Upon remittal, it was determined that expungment would be denied since the two reports concerning petitioner's maltreatment of his two daughters were supported by this evidentiary standard. Petitioner thereafter commenced this CPLR article 78 proceeding contending that hearsay evidence alone cannot constitute the requisite "substantial evidence" to support that determination. We disagree.
Hearsay is admissible in expungment hearings and, "`if sufficiently relevant and probative, may constitute substantial evidence to support the underlying determination'" ( Matter of Ribya BB. v. Wing, 243 A.D.2d 1013, 1014, quoting Matter of Robert OO. v. Dowling, 217 A.D.2d 785, 786). To the extent that petitioner raises the question of substantial evidence, we find sufficient evidence throughout this record supporting the determination rendered ( see; People ex rel.
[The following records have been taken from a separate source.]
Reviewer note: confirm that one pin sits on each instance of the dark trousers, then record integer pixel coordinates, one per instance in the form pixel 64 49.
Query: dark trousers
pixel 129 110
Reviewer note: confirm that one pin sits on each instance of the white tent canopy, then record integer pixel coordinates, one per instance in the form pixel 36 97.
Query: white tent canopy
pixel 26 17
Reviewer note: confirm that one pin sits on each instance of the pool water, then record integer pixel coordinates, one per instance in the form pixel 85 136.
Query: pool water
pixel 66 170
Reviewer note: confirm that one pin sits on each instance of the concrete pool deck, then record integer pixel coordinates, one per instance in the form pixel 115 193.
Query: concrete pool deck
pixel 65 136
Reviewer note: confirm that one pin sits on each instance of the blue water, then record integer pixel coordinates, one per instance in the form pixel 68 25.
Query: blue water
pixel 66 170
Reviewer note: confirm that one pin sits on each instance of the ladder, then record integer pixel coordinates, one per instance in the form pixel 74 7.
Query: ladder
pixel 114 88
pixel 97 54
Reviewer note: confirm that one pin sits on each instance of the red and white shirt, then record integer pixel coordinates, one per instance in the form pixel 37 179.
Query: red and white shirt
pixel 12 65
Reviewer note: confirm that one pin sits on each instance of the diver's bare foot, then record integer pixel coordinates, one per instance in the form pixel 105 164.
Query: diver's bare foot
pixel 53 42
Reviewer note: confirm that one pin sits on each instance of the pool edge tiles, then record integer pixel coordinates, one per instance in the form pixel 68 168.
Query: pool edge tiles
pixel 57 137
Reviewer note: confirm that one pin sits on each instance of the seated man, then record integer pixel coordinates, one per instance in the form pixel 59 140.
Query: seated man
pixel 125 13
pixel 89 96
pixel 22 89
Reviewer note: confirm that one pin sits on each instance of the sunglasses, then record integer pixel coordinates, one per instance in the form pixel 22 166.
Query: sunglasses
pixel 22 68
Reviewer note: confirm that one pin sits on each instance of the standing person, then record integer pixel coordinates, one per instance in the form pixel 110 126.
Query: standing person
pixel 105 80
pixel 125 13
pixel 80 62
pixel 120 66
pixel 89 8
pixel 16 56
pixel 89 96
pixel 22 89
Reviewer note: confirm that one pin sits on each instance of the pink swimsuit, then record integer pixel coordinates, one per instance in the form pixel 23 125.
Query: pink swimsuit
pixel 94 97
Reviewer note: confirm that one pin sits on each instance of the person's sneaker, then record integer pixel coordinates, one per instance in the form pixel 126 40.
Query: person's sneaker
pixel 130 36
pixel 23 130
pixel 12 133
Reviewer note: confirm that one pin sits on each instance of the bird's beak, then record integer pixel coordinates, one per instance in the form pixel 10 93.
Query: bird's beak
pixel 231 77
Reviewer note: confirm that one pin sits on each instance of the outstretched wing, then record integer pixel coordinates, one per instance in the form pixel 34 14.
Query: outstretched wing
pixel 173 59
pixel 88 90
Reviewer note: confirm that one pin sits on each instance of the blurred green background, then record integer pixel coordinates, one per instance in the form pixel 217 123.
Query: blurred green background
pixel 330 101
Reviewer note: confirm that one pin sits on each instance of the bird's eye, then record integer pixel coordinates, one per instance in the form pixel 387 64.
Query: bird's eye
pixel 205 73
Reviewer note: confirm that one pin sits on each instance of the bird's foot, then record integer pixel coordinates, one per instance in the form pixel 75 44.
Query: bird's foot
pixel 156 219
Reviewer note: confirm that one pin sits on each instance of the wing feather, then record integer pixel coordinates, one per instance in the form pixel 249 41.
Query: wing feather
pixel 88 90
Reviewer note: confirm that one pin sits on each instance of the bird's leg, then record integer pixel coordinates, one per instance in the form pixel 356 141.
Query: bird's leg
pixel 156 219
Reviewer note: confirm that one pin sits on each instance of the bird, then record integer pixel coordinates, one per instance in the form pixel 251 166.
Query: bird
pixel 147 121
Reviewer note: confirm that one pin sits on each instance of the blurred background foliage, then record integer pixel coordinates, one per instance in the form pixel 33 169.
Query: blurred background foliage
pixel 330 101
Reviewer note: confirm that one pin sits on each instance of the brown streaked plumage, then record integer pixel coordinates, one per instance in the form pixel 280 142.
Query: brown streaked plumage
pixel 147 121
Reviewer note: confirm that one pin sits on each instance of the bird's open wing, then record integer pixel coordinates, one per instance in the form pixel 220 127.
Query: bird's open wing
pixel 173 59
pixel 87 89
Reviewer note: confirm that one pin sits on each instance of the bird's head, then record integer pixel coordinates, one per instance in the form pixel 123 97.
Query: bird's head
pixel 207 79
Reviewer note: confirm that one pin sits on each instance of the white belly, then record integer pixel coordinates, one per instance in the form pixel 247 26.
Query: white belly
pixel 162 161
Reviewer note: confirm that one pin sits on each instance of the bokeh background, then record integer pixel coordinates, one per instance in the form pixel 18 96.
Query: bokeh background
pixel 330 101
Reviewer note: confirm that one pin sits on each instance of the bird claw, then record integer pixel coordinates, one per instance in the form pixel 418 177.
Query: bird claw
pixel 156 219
Vega v. Smith, 66 N.Y.2d 130, 139).
As to petitioner's contention that he should have been afforded a new hearing before a different Administrative Law Judge, again we disagree. We find no infirmity in the original hearing to require anything other than a new determination, upon the existing record, utilizing the proper standard of review ( see, Matter of Lee TT. v. Wing, 248 A.D.2d 785). Accordingly, respondent's determination is confirmed.
Cardona, P. J., Mercure, Crew III and Yesawich Jr., JJ., concur.
Adjudged that the determination is confirmed, without costs and petition dismissed.